I told you that it is not certain when, or if, I would be entirely "cured", and you responded that was the point: chiropractic could not cure me and it was just helping me to "make me feel better temporarily, that is all." I responded that I thought that was what I bought my PIP to pay, and that I wanted ALL of the charges paid as billed, AND for you to put your decision in writing to me.

Without waiting for your letter, I am writing to ask that you honor my contract with the company and pay the full amount of Doctor Clark's billings. You are not entitled to decide to quit paying just because I still have to undergo treatments. What does it mean to be "cured"?

Isn't it enough that Dr. Clark made my life so much better, that his treatments allowed me to work a full day (whereas before, I was in debilitating pain by noon), that those adjustments allowed me to do my household and outside chores without pain, and that because of Dr. Clark I have been able to sleep the whole night through?

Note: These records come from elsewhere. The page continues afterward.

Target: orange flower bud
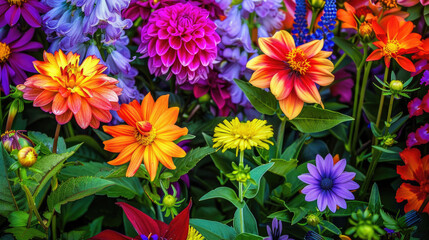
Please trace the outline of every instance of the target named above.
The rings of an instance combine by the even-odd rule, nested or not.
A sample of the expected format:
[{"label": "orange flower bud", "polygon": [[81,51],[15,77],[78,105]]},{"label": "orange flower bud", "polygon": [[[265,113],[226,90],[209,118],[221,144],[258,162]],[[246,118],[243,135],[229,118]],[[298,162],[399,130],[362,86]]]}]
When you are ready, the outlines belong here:
[{"label": "orange flower bud", "polygon": [[37,153],[33,147],[21,148],[18,152],[18,161],[23,167],[31,167],[37,161]]}]

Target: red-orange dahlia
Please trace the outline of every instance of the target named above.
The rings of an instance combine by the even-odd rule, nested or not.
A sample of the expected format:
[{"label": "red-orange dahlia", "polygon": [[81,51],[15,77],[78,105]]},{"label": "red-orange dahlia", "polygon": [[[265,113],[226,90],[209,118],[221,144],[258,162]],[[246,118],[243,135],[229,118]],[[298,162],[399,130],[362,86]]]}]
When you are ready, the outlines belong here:
[{"label": "red-orange dahlia", "polygon": [[327,86],[334,81],[334,64],[327,59],[331,52],[322,51],[323,40],[296,47],[287,31],[279,31],[258,42],[265,54],[247,63],[247,68],[255,70],[252,85],[269,87],[289,119],[298,116],[304,102],[323,106],[316,84]]},{"label": "red-orange dahlia", "polygon": [[159,162],[168,169],[175,169],[172,158],[186,155],[173,141],[188,134],[188,129],[174,125],[179,108],[168,107],[168,96],[163,95],[154,102],[149,93],[141,105],[136,100],[122,104],[118,115],[128,125],[103,126],[103,130],[113,136],[103,142],[104,149],[119,153],[108,163],[122,165],[130,162],[127,177],[134,176],[143,161],[153,181]]},{"label": "red-orange dahlia", "polygon": [[366,60],[375,61],[384,57],[386,67],[389,67],[390,59],[393,58],[403,69],[415,72],[416,67],[413,62],[402,56],[419,51],[418,47],[422,44],[420,41],[422,36],[418,33],[411,33],[413,23],[400,22],[397,17],[392,17],[389,18],[385,29],[377,21],[373,21],[372,26],[379,40],[374,42],[378,49],[374,50]]},{"label": "red-orange dahlia", "polygon": [[118,80],[103,74],[106,66],[95,56],[87,57],[79,65],[79,54],[61,50],[55,54],[44,52],[44,61],[34,61],[40,73],[27,78],[24,99],[33,106],[53,113],[59,124],[70,121],[74,115],[81,128],[98,128],[100,122],[110,122],[110,110],[119,108],[118,95],[122,89]]},{"label": "red-orange dahlia", "polygon": [[[418,211],[423,202],[429,197],[429,155],[421,158],[420,150],[416,148],[405,149],[399,154],[404,166],[396,166],[396,171],[403,180],[415,181],[417,184],[402,183],[396,191],[396,201],[407,200],[405,212]],[[423,212],[429,213],[429,204]]]}]

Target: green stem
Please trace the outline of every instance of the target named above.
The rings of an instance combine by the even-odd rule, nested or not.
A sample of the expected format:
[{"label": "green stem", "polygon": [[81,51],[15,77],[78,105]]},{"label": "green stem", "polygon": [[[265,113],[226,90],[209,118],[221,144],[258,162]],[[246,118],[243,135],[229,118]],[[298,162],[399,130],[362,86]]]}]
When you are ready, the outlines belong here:
[{"label": "green stem", "polygon": [[52,213],[52,239],[57,239],[57,214],[55,214],[55,211]]},{"label": "green stem", "polygon": [[419,213],[423,213],[423,210],[425,210],[426,205],[429,203],[429,194],[426,196],[425,201],[422,203],[422,205],[419,208]]},{"label": "green stem", "polygon": [[163,222],[164,221],[164,216],[162,216],[162,210],[161,210],[161,206],[160,205],[156,205],[156,215],[158,216],[158,220]]},{"label": "green stem", "polygon": [[73,126],[71,125],[71,122],[67,123],[67,130],[69,132],[69,137],[74,137],[74,130]]},{"label": "green stem", "polygon": [[343,53],[343,55],[341,55],[341,57],[338,59],[338,61],[335,62],[334,69],[336,69],[343,62],[343,60],[346,57],[347,57],[347,54]]},{"label": "green stem", "polygon": [[22,190],[25,192],[25,196],[27,197],[28,207],[30,208],[31,212],[34,212],[36,215],[37,221],[39,221],[39,224],[43,227],[43,229],[48,229],[46,225],[43,223],[43,219],[39,214],[39,211],[37,210],[36,204],[34,203],[33,195],[31,195],[30,189],[24,184],[21,184]]},{"label": "green stem", "polygon": [[[395,97],[393,95],[390,96],[390,102],[389,102],[389,110],[387,110],[387,122],[390,123],[392,121],[392,109],[393,109],[393,100],[395,100]],[[389,127],[387,127],[386,134],[389,132]]]},{"label": "green stem", "polygon": [[54,144],[52,146],[52,153],[57,153],[58,137],[60,136],[61,124],[57,123],[55,129]]},{"label": "green stem", "polygon": [[317,19],[317,15],[319,14],[319,10],[312,8],[312,12],[313,12],[313,15],[311,16],[311,23],[310,23],[310,28],[309,28],[310,33],[313,32],[313,27],[314,27],[314,24],[316,23],[316,19]]},{"label": "green stem", "polygon": [[[244,151],[240,151],[240,165],[244,166]],[[243,183],[238,182],[238,196],[240,198],[240,203],[244,203],[244,194],[243,194]],[[240,208],[240,233],[244,233],[244,206]]]},{"label": "green stem", "polygon": [[281,118],[281,120],[282,120],[282,123],[280,124],[279,132],[277,134],[277,158],[279,158],[282,155],[283,139],[285,135],[287,118],[284,117],[284,118]]},{"label": "green stem", "polygon": [[[386,67],[386,69],[384,71],[384,79],[383,79],[384,83],[387,82],[388,75],[389,75],[389,68]],[[383,86],[383,89],[385,89],[384,86]],[[377,127],[380,124],[381,113],[383,112],[383,105],[384,105],[384,95],[383,95],[383,93],[381,93],[380,105],[378,106],[377,121],[375,122],[375,126],[377,126]]]}]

When I bought my PIP coverage no one told me I could only have care if it "cured" me. That is a new term you are trying to add to the contract. Also, what is this so-called "peer review" committee or person? How can you use such a source without letting me know who it is?

I would like for you to send me the alleged report that they (or he?) wrote in my case. I would like to see the entire study of how they figured out how much care an "average person" would need for an accident like mine. And also, how did they measure the amount of trauma I suffered versus these supposed "average" injured patients. This does not make sense, and I think it is bogus. And since you are terminating my chiropractic care because of this mystery study, please furnish a copy to me as soon as practicable.

This is entirely foreign to my policy terms, and I would like to know what gives you the right to impose such new terms on me after I have had a claim. What you are trying to do is to add an extra clause to my contract without my permission, and I am going to resist that. I have asked Doctor Clark about this and he reviewed my chart and will write some kind of explanation to you.

Finally, I want to let you know that my intent is to cure this situation, not just for my claim, but for others who will come behind me and become victim to this tactic. Therefore, I am respectfully requesting that you reverse your position and pay Doctor Clark's billings in full. Please send me a copy of your payment transmittal letter so I can be sure this has been handled.

Should I fail to receive such a written notice of reversal of this policy within 15 days of the date of this letter, I will be forced to file a complaint with the state Insurance Commissioner.

I am still hoping to resolve this PIP claim amicably and without resort to complaints, so I look forward to working with you to complete all payments as soon as practicable.